Anne-Marie Gbindoun
Peintures 2015
Dessins 2012
Lorsque Anne-Marie Gbindoun a décidé, il y a huit ans, de se confier à ses carnets pour y raconter “ce qui s’était passé”, elle a été elle-même surprise de voir que son écriture se révélait d’emblée illisible. Les lettres de l’alphabet laissaient la place à des signes graphiques personnels. Souples et déliés, les tracés improvisés s’inscrivaient et se bousculaient avec fièvre sur le papier, page après page. La jeune femme avait libéré en elle des pulsions créatrices qui donnaient corps à des inscriptions insoupçonnées.
Cette singulière écriture, dégagée du système alphabétique, s’est peu à peu détachée aussi de la linéarité, et des figures humaines ont fait irruption. Anne-Marie Gbindoun sait précisément identifier ces groupes de silhouettes, issues de sa mémoire meurtrie, mais elle parvient également à leur donner un caractère symbolique, en n’évoquant ainsi qu’à demi-mots le drame qui se lit en filigrane.

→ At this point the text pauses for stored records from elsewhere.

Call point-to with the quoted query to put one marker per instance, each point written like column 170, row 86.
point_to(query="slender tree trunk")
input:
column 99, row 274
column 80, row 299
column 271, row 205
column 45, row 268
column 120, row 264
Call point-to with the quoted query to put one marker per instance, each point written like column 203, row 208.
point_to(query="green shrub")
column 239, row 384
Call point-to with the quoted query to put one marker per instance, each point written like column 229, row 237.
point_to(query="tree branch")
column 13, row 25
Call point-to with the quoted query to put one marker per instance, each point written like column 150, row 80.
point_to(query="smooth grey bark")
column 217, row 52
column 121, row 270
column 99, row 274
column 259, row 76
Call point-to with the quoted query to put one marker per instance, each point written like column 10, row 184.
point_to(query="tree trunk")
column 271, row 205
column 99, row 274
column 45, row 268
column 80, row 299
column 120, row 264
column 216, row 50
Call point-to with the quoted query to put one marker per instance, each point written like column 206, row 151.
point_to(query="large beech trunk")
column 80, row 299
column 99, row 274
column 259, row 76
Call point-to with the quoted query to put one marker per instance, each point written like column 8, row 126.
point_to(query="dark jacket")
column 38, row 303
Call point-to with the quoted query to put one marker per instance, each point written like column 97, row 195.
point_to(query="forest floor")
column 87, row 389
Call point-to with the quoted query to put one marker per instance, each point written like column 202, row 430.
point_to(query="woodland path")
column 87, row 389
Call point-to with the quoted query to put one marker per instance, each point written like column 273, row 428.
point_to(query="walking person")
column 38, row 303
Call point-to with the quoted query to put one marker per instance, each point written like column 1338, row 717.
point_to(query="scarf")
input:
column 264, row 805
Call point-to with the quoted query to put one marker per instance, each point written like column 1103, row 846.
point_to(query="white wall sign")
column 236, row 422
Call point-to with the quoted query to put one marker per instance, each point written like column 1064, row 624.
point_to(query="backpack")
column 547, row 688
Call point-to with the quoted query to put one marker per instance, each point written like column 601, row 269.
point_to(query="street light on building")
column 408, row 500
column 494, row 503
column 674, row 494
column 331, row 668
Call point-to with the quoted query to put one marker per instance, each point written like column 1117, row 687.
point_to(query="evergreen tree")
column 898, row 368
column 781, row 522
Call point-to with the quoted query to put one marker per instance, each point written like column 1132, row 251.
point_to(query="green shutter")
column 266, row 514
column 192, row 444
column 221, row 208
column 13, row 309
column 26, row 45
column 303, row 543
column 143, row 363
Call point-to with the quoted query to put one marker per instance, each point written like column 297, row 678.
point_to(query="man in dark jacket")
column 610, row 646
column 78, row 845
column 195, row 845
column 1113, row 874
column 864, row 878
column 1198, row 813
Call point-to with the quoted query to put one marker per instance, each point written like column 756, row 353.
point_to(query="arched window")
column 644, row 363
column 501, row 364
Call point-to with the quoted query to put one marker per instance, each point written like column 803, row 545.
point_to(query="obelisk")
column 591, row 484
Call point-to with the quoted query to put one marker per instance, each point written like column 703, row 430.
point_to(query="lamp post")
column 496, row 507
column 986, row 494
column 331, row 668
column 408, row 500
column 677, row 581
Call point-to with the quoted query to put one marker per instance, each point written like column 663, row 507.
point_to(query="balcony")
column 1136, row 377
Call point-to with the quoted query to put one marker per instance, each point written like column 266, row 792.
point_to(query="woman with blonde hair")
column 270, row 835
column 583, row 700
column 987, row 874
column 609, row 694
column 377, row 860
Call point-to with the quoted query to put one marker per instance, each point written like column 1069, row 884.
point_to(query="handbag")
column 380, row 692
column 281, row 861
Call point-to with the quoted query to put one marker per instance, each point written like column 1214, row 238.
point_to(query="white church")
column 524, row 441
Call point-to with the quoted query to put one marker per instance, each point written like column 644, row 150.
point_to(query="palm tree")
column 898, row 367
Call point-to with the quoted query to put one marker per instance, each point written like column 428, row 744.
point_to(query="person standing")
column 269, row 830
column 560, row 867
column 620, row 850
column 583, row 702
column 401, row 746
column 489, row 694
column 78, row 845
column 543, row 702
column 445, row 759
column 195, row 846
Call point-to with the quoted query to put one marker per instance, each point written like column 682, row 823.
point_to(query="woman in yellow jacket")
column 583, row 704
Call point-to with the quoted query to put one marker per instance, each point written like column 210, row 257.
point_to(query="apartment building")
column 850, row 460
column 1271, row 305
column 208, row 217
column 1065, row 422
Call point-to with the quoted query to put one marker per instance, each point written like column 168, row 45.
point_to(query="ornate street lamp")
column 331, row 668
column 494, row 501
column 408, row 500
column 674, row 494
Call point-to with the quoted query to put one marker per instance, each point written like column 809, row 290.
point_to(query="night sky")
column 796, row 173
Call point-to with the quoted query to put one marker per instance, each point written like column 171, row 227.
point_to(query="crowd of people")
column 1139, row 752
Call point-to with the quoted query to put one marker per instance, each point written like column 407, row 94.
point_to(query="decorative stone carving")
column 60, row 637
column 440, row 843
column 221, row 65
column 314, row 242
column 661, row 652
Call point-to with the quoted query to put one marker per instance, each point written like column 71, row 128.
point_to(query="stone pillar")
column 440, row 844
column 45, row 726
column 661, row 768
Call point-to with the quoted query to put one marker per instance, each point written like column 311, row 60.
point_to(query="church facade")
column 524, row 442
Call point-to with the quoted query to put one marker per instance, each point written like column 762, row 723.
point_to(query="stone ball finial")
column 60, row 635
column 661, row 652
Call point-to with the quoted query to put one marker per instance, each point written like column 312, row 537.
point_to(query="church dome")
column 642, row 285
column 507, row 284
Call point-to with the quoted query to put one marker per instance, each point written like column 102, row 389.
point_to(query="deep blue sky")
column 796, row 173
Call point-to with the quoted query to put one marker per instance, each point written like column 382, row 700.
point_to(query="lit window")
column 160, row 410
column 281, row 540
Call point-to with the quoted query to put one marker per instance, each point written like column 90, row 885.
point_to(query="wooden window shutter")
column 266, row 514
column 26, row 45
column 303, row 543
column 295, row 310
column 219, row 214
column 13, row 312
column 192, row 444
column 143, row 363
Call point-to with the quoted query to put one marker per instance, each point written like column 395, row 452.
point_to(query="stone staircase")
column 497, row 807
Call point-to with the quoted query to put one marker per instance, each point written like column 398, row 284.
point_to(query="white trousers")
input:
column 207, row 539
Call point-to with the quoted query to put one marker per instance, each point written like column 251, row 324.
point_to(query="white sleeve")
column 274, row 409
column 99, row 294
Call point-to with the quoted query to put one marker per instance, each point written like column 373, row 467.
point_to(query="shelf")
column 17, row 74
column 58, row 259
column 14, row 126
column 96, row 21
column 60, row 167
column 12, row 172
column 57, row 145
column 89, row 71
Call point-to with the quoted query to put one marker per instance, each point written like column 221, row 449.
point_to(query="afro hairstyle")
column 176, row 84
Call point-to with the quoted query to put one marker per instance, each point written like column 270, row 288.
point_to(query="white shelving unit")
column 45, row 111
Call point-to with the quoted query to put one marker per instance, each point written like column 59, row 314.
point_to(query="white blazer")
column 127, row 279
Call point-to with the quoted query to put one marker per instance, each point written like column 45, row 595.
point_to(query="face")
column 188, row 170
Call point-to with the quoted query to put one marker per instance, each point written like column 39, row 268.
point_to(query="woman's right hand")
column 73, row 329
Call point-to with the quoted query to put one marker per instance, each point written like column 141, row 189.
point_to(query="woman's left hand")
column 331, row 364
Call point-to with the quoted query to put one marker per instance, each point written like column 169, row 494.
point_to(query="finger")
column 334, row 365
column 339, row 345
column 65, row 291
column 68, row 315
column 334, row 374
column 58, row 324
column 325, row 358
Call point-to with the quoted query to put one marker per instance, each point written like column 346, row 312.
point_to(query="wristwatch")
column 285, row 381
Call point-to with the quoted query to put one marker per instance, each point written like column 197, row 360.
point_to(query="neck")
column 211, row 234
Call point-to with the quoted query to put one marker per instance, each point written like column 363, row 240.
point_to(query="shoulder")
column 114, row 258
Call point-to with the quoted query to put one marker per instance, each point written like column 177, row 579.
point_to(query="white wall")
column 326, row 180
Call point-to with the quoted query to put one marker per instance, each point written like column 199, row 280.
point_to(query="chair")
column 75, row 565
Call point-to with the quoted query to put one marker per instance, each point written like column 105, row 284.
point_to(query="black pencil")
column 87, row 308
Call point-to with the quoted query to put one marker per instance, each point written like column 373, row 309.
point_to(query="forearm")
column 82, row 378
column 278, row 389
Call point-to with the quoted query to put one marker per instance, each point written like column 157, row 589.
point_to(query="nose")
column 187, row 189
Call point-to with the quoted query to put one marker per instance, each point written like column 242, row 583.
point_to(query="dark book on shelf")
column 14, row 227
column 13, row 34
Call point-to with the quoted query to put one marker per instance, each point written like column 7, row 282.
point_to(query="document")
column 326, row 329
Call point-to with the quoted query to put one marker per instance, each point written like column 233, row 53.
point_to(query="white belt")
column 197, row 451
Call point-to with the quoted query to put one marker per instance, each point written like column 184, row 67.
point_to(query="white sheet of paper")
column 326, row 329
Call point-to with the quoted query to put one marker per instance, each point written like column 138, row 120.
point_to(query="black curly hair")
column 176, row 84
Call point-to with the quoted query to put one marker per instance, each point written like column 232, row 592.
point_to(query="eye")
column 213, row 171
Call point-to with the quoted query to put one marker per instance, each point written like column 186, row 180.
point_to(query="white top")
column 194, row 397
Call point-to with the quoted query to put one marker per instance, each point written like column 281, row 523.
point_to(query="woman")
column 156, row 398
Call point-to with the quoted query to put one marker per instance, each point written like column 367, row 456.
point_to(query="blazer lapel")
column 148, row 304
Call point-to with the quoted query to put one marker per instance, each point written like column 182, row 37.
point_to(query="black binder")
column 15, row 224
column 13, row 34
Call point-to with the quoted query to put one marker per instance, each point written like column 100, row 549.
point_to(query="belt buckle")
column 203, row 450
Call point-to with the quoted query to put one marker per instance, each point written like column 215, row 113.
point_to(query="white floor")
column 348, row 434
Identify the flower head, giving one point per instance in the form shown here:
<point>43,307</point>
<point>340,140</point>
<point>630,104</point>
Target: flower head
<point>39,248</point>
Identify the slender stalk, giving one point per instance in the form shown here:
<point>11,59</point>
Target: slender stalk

Anne-Marie Gbindoun crée sans esquisse ni dessin préparatoire. Aucune idée préconçue ne préside à la réalisation de ses compositions. Elle suit chaque matin un rituel simple, commençant par boire plusieurs tasses de thé, avant de s’installer à sa table de travail et de choisir parmi ses feutres celui à la pointe émoussée ou celui à la pointe nette. Favorisant un état de réceptivité et d’émotion, elle donne alors libre cours à son imagination et laisse courir dans un geste hâtif les signes d’encre sur le papier. «Je ne suis plus là, je suis dans les sphères invisibles», dit-elle. La création n’est ni décidée ni dirigée, elle advient.
Pour réaliser ses œuvres les plus récentes, Anne-Marie Gbindoun a continué de travailler dans des cahiers (dont les feuilles ont été détachées pour cette exposition), trouvant dans ce support une dimension intime nécessaire à son expression. On comprend aisément qu’elle continue d’appeler ses nouvelles compositions «mes écritures», tant elles ont gardé un caractère nettement scriptural. Y compris les têtes qui surgissent isolément sur la page, et qui constituent des autoportraits troublants.
Lucienne Peiry, août 2012
Anne-Marie Gbindoun est née en 1968 à Cotonou au Bénin. Elle y a vécu jusqu’à l’âge de onze ans puis a résidé à Paris pendant six ans, avant de voyager en Europe. Depuis vingt ans, elle est établie à Lausanne.